Xay officially walks if you hold his hands. I bought him a cute pair of sandals at baby gap for $3 they are already to big he is in between a size 2 and 3 at the moment, however most of the time he is barefoot. Yesterday we went to babies 'r us and he was getting a little heavy as we waited for his daddy to get us a clean diaper so I stood him on the floor and it was one foot in the other trying to get to his mamaw who he heard around the corner. In nine days he will be 9 months old and I don't if I should laugh or cry because it seems like that little bitty baby I brought home so long ago is nothing but a distant memory being replaced quickly with a rather spoiled big baby.

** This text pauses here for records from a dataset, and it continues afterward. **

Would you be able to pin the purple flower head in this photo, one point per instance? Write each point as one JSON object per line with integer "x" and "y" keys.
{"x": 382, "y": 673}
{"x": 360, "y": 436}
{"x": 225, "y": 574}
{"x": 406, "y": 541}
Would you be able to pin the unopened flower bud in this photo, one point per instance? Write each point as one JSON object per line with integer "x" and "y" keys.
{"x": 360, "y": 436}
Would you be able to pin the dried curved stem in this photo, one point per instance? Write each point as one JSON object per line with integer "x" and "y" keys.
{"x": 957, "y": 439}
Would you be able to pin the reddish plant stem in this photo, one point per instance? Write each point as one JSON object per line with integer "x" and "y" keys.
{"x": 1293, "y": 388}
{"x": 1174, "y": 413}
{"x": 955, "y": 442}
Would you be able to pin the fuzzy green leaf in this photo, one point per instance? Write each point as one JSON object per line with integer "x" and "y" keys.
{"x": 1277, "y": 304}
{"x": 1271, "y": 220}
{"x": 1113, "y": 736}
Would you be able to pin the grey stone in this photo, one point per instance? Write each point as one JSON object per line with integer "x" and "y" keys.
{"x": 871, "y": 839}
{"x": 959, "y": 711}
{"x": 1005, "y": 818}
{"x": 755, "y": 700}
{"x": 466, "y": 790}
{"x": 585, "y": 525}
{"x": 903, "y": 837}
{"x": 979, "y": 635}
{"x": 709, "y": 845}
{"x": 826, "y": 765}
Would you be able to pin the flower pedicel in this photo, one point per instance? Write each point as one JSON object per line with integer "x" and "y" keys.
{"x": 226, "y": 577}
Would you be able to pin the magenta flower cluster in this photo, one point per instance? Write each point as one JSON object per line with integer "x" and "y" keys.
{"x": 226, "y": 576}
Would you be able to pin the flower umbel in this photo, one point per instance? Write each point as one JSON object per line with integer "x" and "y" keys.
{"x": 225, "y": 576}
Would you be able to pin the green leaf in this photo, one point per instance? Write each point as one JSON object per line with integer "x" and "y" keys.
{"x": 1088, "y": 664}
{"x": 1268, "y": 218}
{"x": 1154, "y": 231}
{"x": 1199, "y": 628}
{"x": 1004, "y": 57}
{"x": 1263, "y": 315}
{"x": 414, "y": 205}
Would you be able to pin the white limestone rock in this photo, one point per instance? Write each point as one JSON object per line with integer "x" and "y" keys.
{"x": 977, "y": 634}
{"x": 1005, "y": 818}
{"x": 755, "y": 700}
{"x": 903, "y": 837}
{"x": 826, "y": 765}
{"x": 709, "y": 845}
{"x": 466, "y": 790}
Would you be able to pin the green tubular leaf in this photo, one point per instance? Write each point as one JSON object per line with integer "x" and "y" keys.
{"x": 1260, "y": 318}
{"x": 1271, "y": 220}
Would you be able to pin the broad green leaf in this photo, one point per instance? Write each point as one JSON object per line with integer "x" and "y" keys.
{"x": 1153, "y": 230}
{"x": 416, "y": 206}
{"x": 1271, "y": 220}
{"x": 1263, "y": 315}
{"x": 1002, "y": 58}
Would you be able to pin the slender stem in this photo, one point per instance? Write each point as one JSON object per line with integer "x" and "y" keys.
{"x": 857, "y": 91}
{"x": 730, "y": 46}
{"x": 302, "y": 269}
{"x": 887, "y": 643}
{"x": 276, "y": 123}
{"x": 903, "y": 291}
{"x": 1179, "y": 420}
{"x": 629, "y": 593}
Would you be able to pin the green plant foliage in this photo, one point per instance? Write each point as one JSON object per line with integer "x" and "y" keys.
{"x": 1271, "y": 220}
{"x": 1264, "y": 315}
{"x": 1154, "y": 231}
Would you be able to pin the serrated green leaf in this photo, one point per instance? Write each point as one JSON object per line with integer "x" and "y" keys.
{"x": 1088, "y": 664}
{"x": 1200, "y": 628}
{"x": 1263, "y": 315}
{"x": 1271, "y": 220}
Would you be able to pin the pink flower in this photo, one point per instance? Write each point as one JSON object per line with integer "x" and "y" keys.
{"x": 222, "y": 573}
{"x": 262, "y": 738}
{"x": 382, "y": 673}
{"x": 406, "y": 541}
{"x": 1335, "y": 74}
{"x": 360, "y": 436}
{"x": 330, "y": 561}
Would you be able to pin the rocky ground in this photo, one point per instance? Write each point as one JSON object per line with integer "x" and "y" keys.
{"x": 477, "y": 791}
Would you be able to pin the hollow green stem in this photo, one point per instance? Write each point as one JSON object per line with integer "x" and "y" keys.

PJ and I are...well we just are. When I broke up with him in April I wasn't sure what would happen and I am sure as you all can tell he stayed. We aren't dating or together yet he is here. Sometimes I think it would just be easier to take him back but then he opens his mouth and I am reminded why it is now July and I still haven't taken him back. You see his attitude sucks. I mean really really sucks. He is constantly accusing me of texting someone (and is only right about 2 out of 10 times and usually it is either family or Sway), he is constantly on me about my eating habits (eat to much, getting to fat). Just picking at me at while some picking at me is fine after so long it gets to be rather ridiculous. Not only that but if you ask him (and not just me asking) to do something you might as well ask him about 10 times and then be prepared for his sour attitude. You see he gets in absolutely no hurry to do anything even if what you are asking him to do is important. And don't even get me started on him and work. You see we work together at the moment and well I am a perfectionist when it comes to work and he...just doesn't care. This is another age thing really but the truth is you can only get away with the same mistake twice after that there is no excuse good enough as to why you haven't learned. He could play the "I wasn't raised like you" or "I wasn't taught that" car only for the first 6 months of being around me. Here it is going on 2 years and he still hasn't learned? It's not okay and sorry is not good enough. So if he can live with the way things are now then he will have to live with the fact he will never truly have me and that because he doesn't have me there is always the chance that someday someone else will.
Enough ranting I guess I need to do school.